A photo peering inside the top of the beer bottle revealing tiny octopus babies
Courtesy of Hanna Koch

On one hand, it’s hopeful to find life — an octopus family! — living in rubbish. “One man’s trash is another octopuse’s nursery,” as University of Miami environmental scientist Jennifer Jacquet told me when I showed her the photos. Her graduate student, Janelle Kaz, said it’s actually not uncommon for octopuses to take up residence in beer bottles. “They are highly curious and opportunistic,” Jacquet said.

But it’s also a reminder that, as Florida ecosystems decline, there are fewer and fewer places for wildlife to live. Overfishing, pollution, and climate change have devastated near-shore habitats in the Keys — and especially coral reefs — in the last few decades.

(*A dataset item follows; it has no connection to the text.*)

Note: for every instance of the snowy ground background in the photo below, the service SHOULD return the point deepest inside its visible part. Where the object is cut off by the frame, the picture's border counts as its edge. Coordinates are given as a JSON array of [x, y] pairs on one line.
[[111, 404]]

Another photo looking into the bottle showing a bunch of little octopuses
Hanna Koch

Related

The irony, Koch told me, is that she runs a state-funded project in Monroe County to create “artificial reefs:” structures, often made of concrete, to enhance the habitat for fish, lobsters, and other sea creatures. And she was actually snorkeling that morning to figure out where to put some of the structures.

“This octopus found artificial habitat to make its home,” Koch said. “I was just like, ‘Wait momma, because I’m going to put out some better habitat for you — something that someone can’t pick up and throw away.’”

Update, March 28, 11:00 am ET: This story has been updated to clarify a source quote; octopuses have arms, not tentacles.